Gorgoli is an ancient settlement located approximately 5 km south of Mustafapaşa; it is commonly called “Golgoli”. The settlement’s name must have been derived from the Greek word “gorga” that meant “quickly flowing water”. The “Gorgoli Ruins” are located at the foothills of Gorgoli Valley. At the top of Gorgoli hill, also known as the Virgin Mary (Panagia Mountain), was the Virgin Mary church (19th century), of which only ruins have survived to the present day. On the hill, an old settlement, various places are carved into rocks of different sizes. It is known that Greeks, especially young people and newly married couples, stay on the hill for two weeks in summer. It is rumored that those who will stay there take musicians with them, and music and dance activities are held during this fifteen-day holiday (Stamatopoulos, 1985).
In the settlement of Gorgoli, there is a holy spring, a group of cemeteries, some of which are Roman tombs reused in the Middle Ages, rooms, a dovecote, and churches built during the Byzantine and Ottoman periods. Almost all the conical rocks here were carved to be used as houses or churches. Probably there are not as many Greek graffiti inscriptions in the area as at Gorgoli. The Greeks left a trace of the past by carving their names, notes, and dates on many rocks here.
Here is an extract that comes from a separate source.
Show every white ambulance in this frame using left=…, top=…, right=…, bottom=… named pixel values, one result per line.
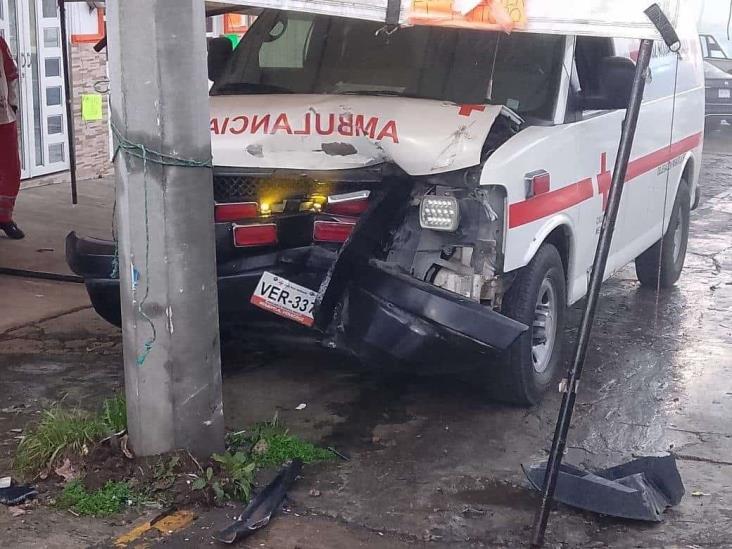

One of the most important churches of the settlement is the Church of St. Ioannis Theologos (Bible Writer John). It is stated that the large-sized and three-nave church carved into the rock contains wall paintings and is in one of the last cones in Gorgoli. At the back of the church is a large room carved into the rock with a rectangular entrance. On the wall opposite the entrance, there is the inscription “The house of God./ St. Rhetor,/ Whether fruitful or barren, Protect the righteous/ June 1447”. There are other ruined country churches near the church. One of the mentioned churches is the Three Bishops Church (Balta, 2005).